Les obligations légales du Maire :

 

Les maires sont souvent confrontés au problème de la divagation des animaux sur le territoire de leur commune. Ces situations sont susceptibles d’engager la responsabilité de la commune.

L’arrêté Thérond du Conseil d’Etat du 4 mars 1910 juge que la capture et la prise en charge des chiens errants est un service public et que la divagation des animaux relève des pouvoirs de police administrative du maire. Ces pouvoirs sont organisés par les textes suivants :

Le maire est responsable de la lutte contre la divagation des animaux sur le territoire de sa commune. Cela concerne :

Cette compétence est attribuée au maire car on considère qu’il s’agit d’une problématique de sécurité et de salubrité publiques.

 

Quels sont les pouvoirs du Maire ?

 

En vertu de l’article L2212-2-7 du Code Général des Collectivités Locales, le maire est garant de la sécurité et de la tranquillité publiques. A ce titre, il est chargé de solutionner les problèmes générés par la présence d’animaux errants ou potentiellement dangereux.

 

L’article L211-22 du Code Rural précise que le maire a l’obligation de prendre toutes dispositions pour empêcher la divagation des chiens et des chats. Il peut ordonner que les animaux soient tenus en laisse et que les chiens soient muselés. Il prévoit également que les chiens et les chats errants qui seraient saisis sur le territoire de la commune soient conduits à la fourrière où ils seront gardés durant un délai légal de 8 jours ouvrés et francs.
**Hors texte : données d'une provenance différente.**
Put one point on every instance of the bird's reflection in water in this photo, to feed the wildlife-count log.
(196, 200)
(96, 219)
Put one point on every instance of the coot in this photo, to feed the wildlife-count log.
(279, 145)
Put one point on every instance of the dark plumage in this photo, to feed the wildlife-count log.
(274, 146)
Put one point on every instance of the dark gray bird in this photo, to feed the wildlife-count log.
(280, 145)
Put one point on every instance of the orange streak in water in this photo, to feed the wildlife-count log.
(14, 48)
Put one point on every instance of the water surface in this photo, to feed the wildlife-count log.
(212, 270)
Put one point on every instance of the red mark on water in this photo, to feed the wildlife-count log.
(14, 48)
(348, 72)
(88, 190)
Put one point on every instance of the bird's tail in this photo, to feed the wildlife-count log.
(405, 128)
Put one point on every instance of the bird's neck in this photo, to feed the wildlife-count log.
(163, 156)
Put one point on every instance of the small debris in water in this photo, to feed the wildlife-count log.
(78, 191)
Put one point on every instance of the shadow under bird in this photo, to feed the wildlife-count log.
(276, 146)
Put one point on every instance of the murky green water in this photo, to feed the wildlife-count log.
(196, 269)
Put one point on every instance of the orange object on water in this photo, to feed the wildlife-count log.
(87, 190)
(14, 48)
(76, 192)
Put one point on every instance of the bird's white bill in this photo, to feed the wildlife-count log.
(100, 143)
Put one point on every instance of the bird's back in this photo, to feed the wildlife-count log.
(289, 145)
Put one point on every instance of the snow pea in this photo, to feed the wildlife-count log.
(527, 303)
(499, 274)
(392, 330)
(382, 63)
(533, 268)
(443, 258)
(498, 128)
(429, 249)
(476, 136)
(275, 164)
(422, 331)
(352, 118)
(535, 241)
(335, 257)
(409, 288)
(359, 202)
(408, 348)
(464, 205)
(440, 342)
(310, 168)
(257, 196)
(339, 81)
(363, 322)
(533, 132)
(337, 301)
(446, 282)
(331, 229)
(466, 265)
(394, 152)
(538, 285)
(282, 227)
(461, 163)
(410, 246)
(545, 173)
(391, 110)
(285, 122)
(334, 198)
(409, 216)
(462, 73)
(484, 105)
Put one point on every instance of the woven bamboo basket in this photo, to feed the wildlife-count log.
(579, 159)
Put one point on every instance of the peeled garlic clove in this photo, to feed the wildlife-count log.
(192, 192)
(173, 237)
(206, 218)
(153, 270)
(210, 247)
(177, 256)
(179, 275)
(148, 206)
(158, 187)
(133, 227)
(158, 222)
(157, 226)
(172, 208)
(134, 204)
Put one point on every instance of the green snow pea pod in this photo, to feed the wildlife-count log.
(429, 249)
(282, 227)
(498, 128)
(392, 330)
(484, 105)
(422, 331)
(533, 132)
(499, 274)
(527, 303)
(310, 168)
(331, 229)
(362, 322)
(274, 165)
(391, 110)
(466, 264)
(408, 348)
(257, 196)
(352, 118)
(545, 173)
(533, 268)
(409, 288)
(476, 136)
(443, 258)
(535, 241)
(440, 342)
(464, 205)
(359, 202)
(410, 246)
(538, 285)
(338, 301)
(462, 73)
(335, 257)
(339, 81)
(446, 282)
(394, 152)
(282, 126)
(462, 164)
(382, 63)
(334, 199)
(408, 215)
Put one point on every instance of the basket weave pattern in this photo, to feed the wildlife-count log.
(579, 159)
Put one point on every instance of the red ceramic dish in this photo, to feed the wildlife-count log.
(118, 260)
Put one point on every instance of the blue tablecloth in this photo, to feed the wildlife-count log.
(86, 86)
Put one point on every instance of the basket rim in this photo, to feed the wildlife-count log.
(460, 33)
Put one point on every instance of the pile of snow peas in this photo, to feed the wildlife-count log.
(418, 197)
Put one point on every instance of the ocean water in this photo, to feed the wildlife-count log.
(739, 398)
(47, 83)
S’agissant des animaux domestiques et des animaux sauvages apprivoisés ou tenus en captivité, leur divagation est interdite par l’article L211-19-1 du code rural.

 

Qu’est-ce qu’un animal en divagation ?

Avant la loi du 22 juin 1989, il n’existait aucun texte règlementaire définissant l’état de divagation. Désormais, est considéré comme divaguant, tout chien qui, en dehors d’une action de chasse ou de la garde ou de la protection d’un troupeau, n’est plus sous la surveillance effective de son maitre, se trouve hors de portée de voix de celui-ci ou de tout instrument sonore permettant son rappel, ou qui est éloigné de son propriétaire ou de la personne qui en est responsable, d’une distance de plus de 100 mètres. Tout chien abandonné, livré à son seul instinct, est considéré comme en état de divagation, sauf s’il participait à une action de chasse et qu’il est démontré que son propriétaire ne s’est pas abstenu de tout entreprendre pour le retrouver et le récupérer, y compris après la fin de l’action de chasse.
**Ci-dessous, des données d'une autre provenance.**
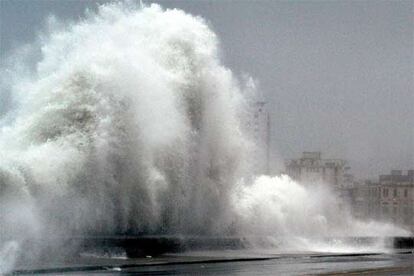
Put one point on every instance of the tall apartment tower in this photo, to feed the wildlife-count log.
(260, 128)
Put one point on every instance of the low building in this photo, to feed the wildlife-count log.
(391, 199)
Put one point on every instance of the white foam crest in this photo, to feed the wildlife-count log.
(302, 216)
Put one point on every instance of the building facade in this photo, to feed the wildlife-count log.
(259, 127)
(390, 199)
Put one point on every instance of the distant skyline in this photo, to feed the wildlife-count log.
(338, 75)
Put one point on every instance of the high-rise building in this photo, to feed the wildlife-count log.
(259, 127)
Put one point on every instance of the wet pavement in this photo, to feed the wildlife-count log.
(236, 262)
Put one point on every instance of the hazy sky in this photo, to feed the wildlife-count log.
(338, 75)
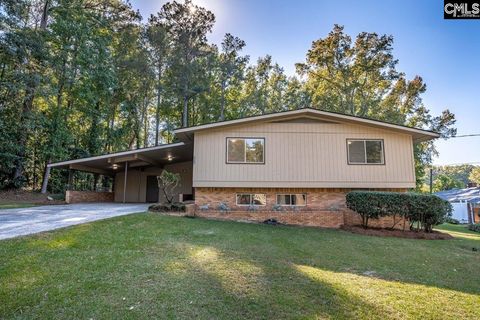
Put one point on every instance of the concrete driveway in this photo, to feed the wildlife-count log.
(20, 222)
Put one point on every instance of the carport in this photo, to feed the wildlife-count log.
(134, 173)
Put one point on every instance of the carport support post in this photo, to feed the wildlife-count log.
(125, 182)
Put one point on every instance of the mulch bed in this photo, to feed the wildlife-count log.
(435, 235)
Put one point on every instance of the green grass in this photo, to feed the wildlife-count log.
(16, 205)
(152, 266)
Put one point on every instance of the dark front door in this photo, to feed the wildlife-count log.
(152, 189)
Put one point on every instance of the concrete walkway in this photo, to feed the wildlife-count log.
(24, 221)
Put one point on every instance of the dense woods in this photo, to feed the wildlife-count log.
(86, 77)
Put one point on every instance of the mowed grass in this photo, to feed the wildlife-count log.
(152, 266)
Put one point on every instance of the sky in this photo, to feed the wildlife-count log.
(445, 53)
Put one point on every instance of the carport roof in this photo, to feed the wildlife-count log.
(108, 164)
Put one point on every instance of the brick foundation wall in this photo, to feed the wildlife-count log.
(88, 196)
(325, 207)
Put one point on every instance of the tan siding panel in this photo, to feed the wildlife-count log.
(303, 155)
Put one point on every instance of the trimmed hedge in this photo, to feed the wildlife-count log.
(422, 210)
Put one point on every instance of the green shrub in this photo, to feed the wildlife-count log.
(423, 210)
(474, 227)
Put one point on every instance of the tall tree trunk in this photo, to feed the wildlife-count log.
(222, 106)
(159, 102)
(157, 118)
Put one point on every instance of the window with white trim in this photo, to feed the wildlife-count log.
(298, 199)
(247, 199)
(363, 151)
(245, 150)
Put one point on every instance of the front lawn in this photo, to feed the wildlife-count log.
(152, 266)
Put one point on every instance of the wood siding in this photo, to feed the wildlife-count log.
(308, 155)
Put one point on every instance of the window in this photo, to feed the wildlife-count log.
(292, 199)
(245, 150)
(246, 199)
(365, 152)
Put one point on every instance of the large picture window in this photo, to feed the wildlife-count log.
(247, 199)
(245, 150)
(299, 199)
(365, 151)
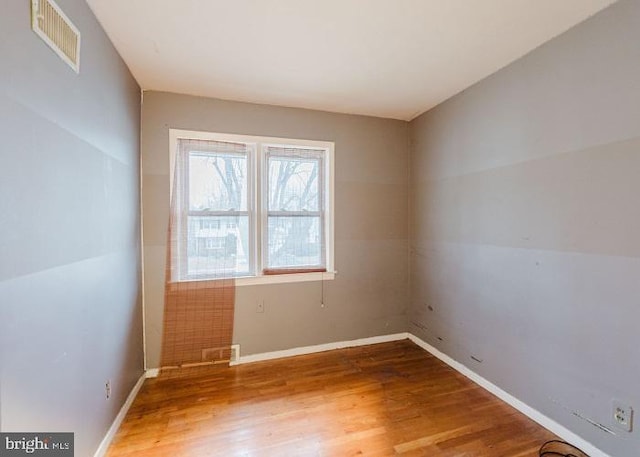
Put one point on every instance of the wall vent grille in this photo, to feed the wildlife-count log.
(54, 27)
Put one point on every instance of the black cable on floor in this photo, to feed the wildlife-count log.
(567, 450)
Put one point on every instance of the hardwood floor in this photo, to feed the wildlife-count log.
(379, 400)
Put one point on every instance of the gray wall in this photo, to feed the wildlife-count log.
(70, 308)
(524, 225)
(368, 296)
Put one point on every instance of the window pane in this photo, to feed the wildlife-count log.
(218, 246)
(217, 181)
(294, 184)
(294, 242)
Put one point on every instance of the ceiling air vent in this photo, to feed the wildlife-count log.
(55, 28)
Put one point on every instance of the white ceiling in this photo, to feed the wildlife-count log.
(387, 58)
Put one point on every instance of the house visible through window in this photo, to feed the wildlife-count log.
(253, 207)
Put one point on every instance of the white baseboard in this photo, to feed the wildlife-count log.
(318, 348)
(111, 433)
(525, 409)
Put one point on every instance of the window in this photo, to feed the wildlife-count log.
(255, 208)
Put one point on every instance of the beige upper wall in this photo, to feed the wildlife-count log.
(368, 296)
(524, 223)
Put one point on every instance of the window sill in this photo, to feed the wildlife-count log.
(281, 279)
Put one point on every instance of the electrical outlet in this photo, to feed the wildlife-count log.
(622, 415)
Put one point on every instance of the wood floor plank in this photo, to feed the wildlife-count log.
(379, 401)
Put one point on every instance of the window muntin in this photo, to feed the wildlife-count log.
(295, 231)
(215, 239)
(237, 224)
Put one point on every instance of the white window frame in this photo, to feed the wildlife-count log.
(257, 204)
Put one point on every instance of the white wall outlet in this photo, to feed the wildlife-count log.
(622, 415)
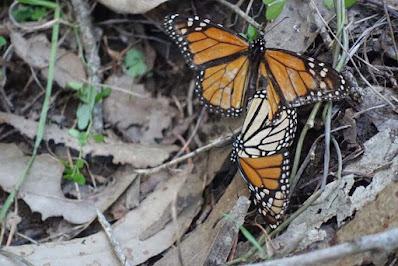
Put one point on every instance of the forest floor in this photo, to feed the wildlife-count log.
(107, 156)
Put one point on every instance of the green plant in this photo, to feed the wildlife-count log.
(73, 172)
(251, 33)
(46, 103)
(88, 97)
(3, 41)
(274, 8)
(329, 4)
(30, 11)
(134, 63)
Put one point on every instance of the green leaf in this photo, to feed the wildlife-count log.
(105, 92)
(329, 4)
(24, 13)
(76, 177)
(74, 133)
(3, 41)
(79, 163)
(98, 138)
(83, 114)
(134, 63)
(274, 8)
(251, 33)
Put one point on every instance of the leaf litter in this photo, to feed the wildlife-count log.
(144, 135)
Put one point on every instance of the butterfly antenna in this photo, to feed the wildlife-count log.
(274, 26)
Est également considéré comme divaguant, tout chat non identifié se trouvant à plus de 200 mètres d’une habitation ou tout chat trouvé à plus de 1000 mètres du domicile de son maître et qui n’est pas sous la surveillance immédiate de celui-ci, ainsi que tout chat dont le propriétaire n’est pas connu et qui est saisi sur la voie publique ou sur la propriété d’autrui.

L’ordonnance 2006-1224 du 5 octobre 2006 du Ministère de l’Agriculture a introduit dans le Code Rural l’article L211-19-1, précisant qu’il est interdit de laisser divaguer les animaux domestiques et les animaux sauvages apprivoisés ou tenus en captivité. Ainsi sont concernés les animaux d’élevage (ovins, bovins, caprins, porcins, équidés…) et les animaux sauvages tenus en captivité ou élevés (sangliers, cerfs, daims…).


L’article L211-20 précise que lorsque les animaux errants sans détenteur, ou dont le détenteur refuse de se faire connaître, sont trouvés pacageant sur des terrains appartenant à autrui, sur les accotements ou dépendances des routes, canaux, chemins ou sur des terrains communaux, le propriétaire lésé, ou son représentant, a le droit de les conduire ou de les faire conduire immédiatement en lieu de dépôt désigné par l’autorité municipale.

 

Le rôle de la fourrière

Chaque commune doit disposer selon l’article L211-24 du Code Rural soit d’une fourrière communale apte à l’accueil et à la garde des chiens et chats trouvés errants ou en état de divagation, soit du service d’une fourrière établie sur le territoire d’une autre commune avec l’accord de cette dernière.

Chaque fourrière doit avoir une capacité adaptée aux besoins de chacune des communes pour lesquelles elle assure les services d’accueil des animaux. Cette capacité est constatée par arrêté du maire de la commune où elle est installée.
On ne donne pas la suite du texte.